Kejadian serupa yang menelan korban jiwa juga terjadi di Jalan Raya Cipayung, Jakarta Timur, Jumat (9/8). Peristiwa itu menyebabkan tiga orang tewas, yakni Surya (23), Danu (22), dan Wahyu (22). Mereka tak sempat menyelamatkan diri karena terjebak di sebuah ruko sembako.
Peristiwa tak kalah memilukan juga terjadi pada 4-5 Agustus 2019 di Jalan K, Pasar Teluk Gong, Jakarta Utara. Empat orang tewas di dalam sebuah ruko.
Kepala DPKP DKI Jakarta Subejo mengatakan, ada kebiasaan fatal warga saat terjadi kebakaran, yaitu berlindung di kamar mandi. Padahal, berlindung di tempat tersebut sama sekali tidak memberi jaminan selamat dari kebakaran.
”Kalau terjadi kebakaran, usahakan untuk dipadamkan dengan sarana yang ada, misalnya alat pemadam ringan, handuk, atau karung basah. Dan, segera menyelamatkan diri ke luar rumah,” tuturnya.
Masalah lain yang menyebabkan jatuhnya korban jiwa dalam kebakaran adalah sebagian besar kawasan padat penduduk tidak memiliki jalur alternatif evakuasi. Keadaan ini diperparah lagi dengan kondisi pintu dan rumah warga yang diberi pengamanan berlapis agar bebas dari pencurian.
”Banyak pintu atau jendela berterali atau dikunci. Namun, penempatan kuncinya tidak terawasi sehingga, ketika ada situasi darurat, seperti kebakaran, sulit ditemukan dan terjadi kepanikan,” ujar Subejo.

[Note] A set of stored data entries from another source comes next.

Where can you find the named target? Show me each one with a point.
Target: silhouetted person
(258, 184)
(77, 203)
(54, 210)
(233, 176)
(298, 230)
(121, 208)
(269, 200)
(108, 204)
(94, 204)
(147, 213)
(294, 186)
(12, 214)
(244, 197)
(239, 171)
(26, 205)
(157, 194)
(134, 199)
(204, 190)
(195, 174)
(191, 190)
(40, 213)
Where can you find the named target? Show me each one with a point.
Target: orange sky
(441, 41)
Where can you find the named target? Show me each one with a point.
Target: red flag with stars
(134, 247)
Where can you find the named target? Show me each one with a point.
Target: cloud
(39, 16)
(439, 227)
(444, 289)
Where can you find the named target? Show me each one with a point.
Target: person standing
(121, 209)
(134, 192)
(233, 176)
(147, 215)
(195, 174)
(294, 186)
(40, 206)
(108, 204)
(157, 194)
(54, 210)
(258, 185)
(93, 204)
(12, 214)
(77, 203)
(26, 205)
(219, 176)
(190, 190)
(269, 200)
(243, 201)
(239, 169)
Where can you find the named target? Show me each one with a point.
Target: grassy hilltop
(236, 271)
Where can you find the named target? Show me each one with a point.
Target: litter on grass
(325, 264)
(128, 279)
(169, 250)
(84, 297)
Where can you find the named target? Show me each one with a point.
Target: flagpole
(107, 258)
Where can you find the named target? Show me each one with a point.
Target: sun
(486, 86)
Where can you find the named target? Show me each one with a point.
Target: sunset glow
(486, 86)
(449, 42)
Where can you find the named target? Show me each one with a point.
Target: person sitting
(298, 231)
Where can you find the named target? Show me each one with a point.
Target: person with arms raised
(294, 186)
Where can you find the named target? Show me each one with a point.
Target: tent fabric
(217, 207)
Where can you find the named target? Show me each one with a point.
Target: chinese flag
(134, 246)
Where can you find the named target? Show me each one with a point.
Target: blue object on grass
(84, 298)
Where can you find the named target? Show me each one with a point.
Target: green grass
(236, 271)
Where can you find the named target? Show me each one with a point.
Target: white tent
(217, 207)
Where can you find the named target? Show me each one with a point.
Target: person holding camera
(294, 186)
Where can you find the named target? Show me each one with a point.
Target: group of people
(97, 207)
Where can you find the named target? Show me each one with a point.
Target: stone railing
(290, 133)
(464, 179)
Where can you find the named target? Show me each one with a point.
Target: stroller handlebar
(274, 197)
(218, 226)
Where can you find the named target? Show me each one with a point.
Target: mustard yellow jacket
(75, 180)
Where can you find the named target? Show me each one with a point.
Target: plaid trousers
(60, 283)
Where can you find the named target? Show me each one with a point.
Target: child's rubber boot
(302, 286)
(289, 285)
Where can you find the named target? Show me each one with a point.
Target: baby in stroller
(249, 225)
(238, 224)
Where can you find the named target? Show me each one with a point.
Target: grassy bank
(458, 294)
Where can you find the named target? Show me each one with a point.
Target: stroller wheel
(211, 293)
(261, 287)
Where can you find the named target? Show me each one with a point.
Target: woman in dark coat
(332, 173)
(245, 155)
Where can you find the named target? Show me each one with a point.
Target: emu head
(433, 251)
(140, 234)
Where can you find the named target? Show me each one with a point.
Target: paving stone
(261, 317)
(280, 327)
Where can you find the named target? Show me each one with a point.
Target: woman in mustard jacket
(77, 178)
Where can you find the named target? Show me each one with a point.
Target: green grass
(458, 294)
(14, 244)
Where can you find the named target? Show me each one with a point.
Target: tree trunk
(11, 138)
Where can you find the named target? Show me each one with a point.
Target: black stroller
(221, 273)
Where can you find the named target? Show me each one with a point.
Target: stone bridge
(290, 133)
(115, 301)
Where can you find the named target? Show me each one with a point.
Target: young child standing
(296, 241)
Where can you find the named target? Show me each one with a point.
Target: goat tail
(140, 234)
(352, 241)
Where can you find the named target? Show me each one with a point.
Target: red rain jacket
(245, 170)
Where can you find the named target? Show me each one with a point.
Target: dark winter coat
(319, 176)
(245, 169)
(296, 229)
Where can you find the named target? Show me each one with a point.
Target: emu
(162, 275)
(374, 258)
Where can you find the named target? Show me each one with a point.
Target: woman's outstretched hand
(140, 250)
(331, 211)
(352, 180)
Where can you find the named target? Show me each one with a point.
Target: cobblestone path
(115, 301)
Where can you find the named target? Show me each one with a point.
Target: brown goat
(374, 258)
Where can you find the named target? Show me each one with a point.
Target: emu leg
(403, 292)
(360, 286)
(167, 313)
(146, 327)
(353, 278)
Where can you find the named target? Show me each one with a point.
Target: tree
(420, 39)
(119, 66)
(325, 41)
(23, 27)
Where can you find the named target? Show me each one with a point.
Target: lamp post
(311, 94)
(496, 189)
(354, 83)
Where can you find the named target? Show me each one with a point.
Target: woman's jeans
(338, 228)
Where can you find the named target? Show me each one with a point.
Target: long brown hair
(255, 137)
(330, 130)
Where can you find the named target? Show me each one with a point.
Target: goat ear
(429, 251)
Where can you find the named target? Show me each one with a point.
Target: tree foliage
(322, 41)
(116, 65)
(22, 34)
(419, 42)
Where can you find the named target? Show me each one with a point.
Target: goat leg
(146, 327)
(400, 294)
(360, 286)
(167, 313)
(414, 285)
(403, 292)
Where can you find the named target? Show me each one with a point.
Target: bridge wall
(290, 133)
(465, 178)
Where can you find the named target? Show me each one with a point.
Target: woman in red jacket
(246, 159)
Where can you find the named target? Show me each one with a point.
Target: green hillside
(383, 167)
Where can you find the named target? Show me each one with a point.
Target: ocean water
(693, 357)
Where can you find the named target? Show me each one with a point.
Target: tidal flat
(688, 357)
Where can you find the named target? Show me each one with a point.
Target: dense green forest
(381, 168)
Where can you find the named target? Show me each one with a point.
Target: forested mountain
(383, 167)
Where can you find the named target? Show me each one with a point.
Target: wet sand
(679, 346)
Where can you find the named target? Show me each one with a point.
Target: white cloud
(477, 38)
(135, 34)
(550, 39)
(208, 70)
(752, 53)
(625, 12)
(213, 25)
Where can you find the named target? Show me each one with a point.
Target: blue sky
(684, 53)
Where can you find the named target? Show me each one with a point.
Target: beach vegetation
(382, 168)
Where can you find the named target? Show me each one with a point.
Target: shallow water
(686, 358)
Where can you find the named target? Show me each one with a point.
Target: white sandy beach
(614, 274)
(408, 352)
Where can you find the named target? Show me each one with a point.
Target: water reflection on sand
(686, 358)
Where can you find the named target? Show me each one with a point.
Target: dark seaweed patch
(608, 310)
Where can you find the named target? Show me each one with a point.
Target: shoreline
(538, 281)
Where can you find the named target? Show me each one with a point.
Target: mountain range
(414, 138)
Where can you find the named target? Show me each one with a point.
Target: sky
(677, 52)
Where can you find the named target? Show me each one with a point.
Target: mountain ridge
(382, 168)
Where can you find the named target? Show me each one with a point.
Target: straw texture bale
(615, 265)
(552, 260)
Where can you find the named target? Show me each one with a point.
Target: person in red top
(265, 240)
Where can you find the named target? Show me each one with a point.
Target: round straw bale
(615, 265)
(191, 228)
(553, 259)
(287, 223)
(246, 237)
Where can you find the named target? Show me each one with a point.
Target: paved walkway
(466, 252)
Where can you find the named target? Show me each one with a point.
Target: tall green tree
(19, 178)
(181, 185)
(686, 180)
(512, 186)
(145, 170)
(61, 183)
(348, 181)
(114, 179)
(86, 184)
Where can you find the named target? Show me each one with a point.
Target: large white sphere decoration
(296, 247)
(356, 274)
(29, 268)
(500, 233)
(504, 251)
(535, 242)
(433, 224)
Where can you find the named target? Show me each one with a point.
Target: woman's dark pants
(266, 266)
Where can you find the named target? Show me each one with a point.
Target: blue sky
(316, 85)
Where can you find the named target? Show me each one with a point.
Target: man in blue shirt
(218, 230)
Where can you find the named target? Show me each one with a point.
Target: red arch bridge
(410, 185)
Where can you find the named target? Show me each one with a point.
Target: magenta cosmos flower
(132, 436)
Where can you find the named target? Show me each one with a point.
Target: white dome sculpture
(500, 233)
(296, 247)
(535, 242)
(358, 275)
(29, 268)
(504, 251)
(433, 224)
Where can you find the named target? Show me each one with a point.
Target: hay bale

Sebagian besar kawasan padat penduduk tidak ada jalur alternatif evakuasi. Keadaan ini diperparah dengan kondisi pintu dan rumah warga yang diberi pengamanan berlapis agar bebas dari pencurian.
Rambu kebakaran
Pengamat masalah perkotaan dari Universitas Trisakti, Yayat Supriatna, mengatakan, DKI Jakarta termasuk daerah rawan kebakaran karena banyak permukiman penduduk dan rumah berlantai dua. Selain itu, rata-rata bangunannya berasal dari material yang mudah terbakar.
Situasi ini memang lumrah terjadi di daerah padat penduduk karena keterbatasan ruang untuk membangun rumah berkonstruksi beton.
”Untuk menghindari kebakaran di kawasan permukiman itu, harus ada rambu peringatan kebakaran. Agar semua orang harus waspada dengan bahaya kebakaran itu,” kata Yayat.
Kawasan permukiman yang sudah dipasang rambu bertujuan untuk mengingatkan warga. Warga juga diharapkan tidak berlebihan memagari rumah dengan terali yang bisa menyulitkan saat terjadi kebakaran.
Warga juga diharapkan tidak berlebihan memagari rumah dengan terali yang bisa menyulitkan saat terjadi kebakaran.
Warga juga perlu diberi pengertian agar, saat membangun rumah atau ruko, menyediakan pintu darurat sebagai jalur evakuasi.
”Agar tak banyak pemasangan alat keamanan di rumah, antisipasi dengan menggiatkan sistem keamanan lingkungan. Ini bisa dimulai dari RT dan RW,” ucapnya.